Track project docs

Remove docs from .gitignore and add AGENTS.md, PLAN.md, CODING_STYLE.md, and RESEARCH.md to the repository.
This commit is contained in:
dirtydishes 2025-12-29 22:10:26 -05:00
parent 7996d00677
commit 82861408e4
5 changed files with 671 additions and 4 deletions

123
RESEARCH.md Normal file
View file

@ -0,0 +1,123 @@
# RESEARCH.md — Signal Evaluation & Backtesting Discipline
This document defines **how research is conducted and interpreted** in this repository.
Its purpose is to **prevent self-deception**, not to slow exploration.
---
## Core Research Principles
- **No hindsight**
- **No intent claims**
- **No performance without context**
- **No conclusions without uncertainty**
All results are provisional unless explicitly validated.
---
## Fact vs Inference
- Raw market data = **fact**
- Classifiers, signals, and labels = **inference**
Inference must always:
- reference its evidence
- expose confidence
- be stored separately from raw data
---
## Labeling Rules
Every evaluation must specify:
- Time horizon (e.g. 5m, 15m, 60m)
- Metric (return, vol expansion, MAE/MFE, etc.)

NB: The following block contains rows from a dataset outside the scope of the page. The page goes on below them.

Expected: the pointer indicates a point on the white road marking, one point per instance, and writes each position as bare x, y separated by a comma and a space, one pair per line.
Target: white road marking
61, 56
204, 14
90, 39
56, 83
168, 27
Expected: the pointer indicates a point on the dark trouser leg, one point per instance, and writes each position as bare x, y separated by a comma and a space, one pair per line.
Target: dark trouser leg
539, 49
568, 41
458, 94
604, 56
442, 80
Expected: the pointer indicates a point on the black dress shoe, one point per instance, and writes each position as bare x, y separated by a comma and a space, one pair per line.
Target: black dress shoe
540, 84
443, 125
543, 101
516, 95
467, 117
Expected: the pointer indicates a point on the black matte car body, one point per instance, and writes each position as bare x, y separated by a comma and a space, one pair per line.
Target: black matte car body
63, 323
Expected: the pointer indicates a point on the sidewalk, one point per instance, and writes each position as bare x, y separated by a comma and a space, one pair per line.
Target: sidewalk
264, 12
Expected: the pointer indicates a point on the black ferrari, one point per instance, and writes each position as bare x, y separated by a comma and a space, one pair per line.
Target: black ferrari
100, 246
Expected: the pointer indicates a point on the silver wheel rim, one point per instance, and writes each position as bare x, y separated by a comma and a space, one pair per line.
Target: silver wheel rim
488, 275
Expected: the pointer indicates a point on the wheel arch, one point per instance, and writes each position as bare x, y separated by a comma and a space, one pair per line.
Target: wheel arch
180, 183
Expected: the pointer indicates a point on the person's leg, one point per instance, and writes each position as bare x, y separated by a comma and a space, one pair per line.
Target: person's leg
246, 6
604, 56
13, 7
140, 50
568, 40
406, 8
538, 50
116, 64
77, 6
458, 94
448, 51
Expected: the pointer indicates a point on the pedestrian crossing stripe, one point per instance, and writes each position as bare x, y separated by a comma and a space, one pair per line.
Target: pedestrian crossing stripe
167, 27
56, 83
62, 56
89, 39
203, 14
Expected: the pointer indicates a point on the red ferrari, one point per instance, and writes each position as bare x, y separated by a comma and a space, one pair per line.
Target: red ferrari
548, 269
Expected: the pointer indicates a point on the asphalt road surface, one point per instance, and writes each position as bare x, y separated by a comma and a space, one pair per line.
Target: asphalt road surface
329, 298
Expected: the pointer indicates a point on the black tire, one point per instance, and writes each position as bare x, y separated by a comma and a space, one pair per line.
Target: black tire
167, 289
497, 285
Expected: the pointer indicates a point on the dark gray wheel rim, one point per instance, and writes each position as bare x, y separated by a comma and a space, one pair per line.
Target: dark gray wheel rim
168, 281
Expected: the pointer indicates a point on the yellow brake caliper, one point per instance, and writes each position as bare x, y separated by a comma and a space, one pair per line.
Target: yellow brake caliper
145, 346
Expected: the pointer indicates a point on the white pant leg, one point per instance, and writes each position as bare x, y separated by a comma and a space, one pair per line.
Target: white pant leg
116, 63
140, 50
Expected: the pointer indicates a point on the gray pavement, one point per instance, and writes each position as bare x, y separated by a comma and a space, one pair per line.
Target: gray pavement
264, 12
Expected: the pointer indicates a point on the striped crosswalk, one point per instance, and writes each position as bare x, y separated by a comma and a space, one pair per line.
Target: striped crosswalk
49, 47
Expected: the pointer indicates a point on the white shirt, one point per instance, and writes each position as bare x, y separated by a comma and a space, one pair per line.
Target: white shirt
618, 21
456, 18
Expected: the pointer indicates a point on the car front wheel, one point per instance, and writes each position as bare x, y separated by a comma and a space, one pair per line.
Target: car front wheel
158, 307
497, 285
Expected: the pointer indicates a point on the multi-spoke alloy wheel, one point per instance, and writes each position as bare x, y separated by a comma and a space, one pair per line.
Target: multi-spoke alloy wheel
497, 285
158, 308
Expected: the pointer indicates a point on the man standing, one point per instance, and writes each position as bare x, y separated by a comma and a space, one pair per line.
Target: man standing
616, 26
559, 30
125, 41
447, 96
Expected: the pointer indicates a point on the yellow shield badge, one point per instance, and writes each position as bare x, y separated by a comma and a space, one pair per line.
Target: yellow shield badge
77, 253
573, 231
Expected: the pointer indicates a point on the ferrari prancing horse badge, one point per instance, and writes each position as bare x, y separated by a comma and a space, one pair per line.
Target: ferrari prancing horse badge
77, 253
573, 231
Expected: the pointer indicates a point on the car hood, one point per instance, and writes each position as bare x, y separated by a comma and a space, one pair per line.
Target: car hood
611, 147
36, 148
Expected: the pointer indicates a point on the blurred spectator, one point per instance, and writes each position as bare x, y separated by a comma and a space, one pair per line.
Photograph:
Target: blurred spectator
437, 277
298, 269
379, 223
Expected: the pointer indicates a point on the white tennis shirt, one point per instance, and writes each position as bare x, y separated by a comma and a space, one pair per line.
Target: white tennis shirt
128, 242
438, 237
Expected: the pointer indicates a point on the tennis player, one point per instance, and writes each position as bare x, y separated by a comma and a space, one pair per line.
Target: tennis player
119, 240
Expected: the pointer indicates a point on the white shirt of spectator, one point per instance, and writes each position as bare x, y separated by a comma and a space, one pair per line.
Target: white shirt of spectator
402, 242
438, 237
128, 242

- Directional vs volatility outcome
- Entry definition (event time, next tick, next candle)
No implicit labels. Ever.
---
## Backtesting Constraints
- No lookahead bias
- No survivorship bias
- Use only data available **at the event timestamp**
- OI snapshots must match the event date
Replay pipelines must mirror live pipelines exactly.
---
## Evaluation Metrics (minimum set)
At least one of:
- Precision / recall
- Hit rate vs baseline
- Forward return distribution
- Vol realized vs implied
- Calibration (probability vs outcome)
Single “win rate” numbers are insufficient.
---
## Regime Awareness
Results must be contextualized by:
- Market regime (trend / chop / high vol)
- Time of day
- DTE bucket
- Liquidity conditions
If a signal only works sometimes, thats still information.
---
## Threshold Tuning Rules
- Thresholds may be tuned **only** on a defined training window.
- Validation must occur on disjoint data.

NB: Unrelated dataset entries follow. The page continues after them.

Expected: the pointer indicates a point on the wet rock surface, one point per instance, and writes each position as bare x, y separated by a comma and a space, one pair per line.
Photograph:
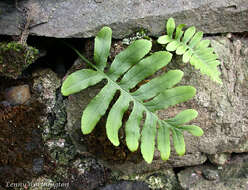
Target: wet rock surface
76, 18
17, 94
127, 185
222, 113
231, 176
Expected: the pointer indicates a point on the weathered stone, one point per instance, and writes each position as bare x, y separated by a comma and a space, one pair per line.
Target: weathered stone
46, 82
222, 111
126, 185
222, 108
15, 58
162, 179
17, 94
232, 176
210, 174
219, 159
76, 18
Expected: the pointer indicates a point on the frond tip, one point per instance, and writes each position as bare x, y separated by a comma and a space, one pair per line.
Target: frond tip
130, 68
194, 50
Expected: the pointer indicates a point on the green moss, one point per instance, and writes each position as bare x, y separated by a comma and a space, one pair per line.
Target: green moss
15, 57
140, 34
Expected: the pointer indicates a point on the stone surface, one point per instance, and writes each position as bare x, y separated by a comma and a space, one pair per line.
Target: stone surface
77, 18
222, 109
17, 94
162, 179
222, 112
232, 176
126, 185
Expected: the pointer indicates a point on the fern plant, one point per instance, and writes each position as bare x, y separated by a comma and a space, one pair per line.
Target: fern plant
128, 69
192, 47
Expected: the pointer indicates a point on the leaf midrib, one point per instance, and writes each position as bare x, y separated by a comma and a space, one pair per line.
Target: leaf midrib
118, 87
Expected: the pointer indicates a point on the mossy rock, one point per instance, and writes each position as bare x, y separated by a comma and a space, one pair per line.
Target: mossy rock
15, 57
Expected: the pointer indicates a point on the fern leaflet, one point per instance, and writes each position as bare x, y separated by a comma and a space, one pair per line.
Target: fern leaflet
192, 47
127, 70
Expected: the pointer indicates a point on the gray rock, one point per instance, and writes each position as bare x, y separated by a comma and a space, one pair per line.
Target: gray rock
76, 18
126, 185
38, 164
210, 174
17, 94
222, 109
162, 179
232, 176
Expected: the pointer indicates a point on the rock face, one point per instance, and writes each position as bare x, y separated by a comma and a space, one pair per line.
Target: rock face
222, 112
76, 18
232, 176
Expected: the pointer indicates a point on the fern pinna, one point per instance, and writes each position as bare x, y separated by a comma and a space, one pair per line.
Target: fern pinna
192, 47
127, 70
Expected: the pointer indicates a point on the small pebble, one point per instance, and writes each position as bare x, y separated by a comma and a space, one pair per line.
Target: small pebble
210, 175
38, 164
17, 94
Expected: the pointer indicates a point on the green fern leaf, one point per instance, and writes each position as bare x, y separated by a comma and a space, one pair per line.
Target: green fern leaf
128, 69
193, 48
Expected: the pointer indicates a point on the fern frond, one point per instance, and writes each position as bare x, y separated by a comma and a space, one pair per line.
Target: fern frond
196, 51
128, 69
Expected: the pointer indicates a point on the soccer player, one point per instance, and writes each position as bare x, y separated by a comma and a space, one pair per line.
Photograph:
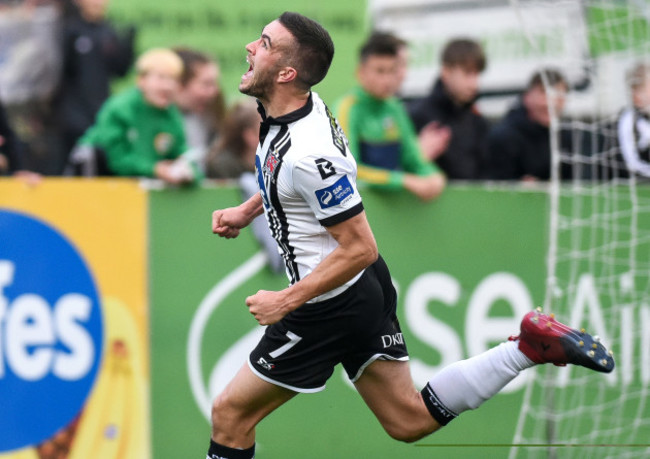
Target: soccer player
340, 305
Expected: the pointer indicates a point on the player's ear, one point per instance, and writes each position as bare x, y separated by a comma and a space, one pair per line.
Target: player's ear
287, 74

- Never tune on the same period you report.
Document when thresholds change and why.
---
## Language Discipline
Allowed:
- “suggests”
- “consistent with”
- “correlated with”
- “higher likelihood”
Disallowed:
- “smart money”
- “institutional intent”
- “guaranteed”
- “predicts”
---
## Recording Results
For each classifier or hypothesis, record:
- What was tested
- What failed
- What partially worked
- What conditions mattered
Failed ideas are assets. Keep them.
---
## Final Reminder
This system is for **understanding behavior**, not for proving superiority.
If a result cannot survive replay, uncertainty, and explanation,
it does not belong in production logic.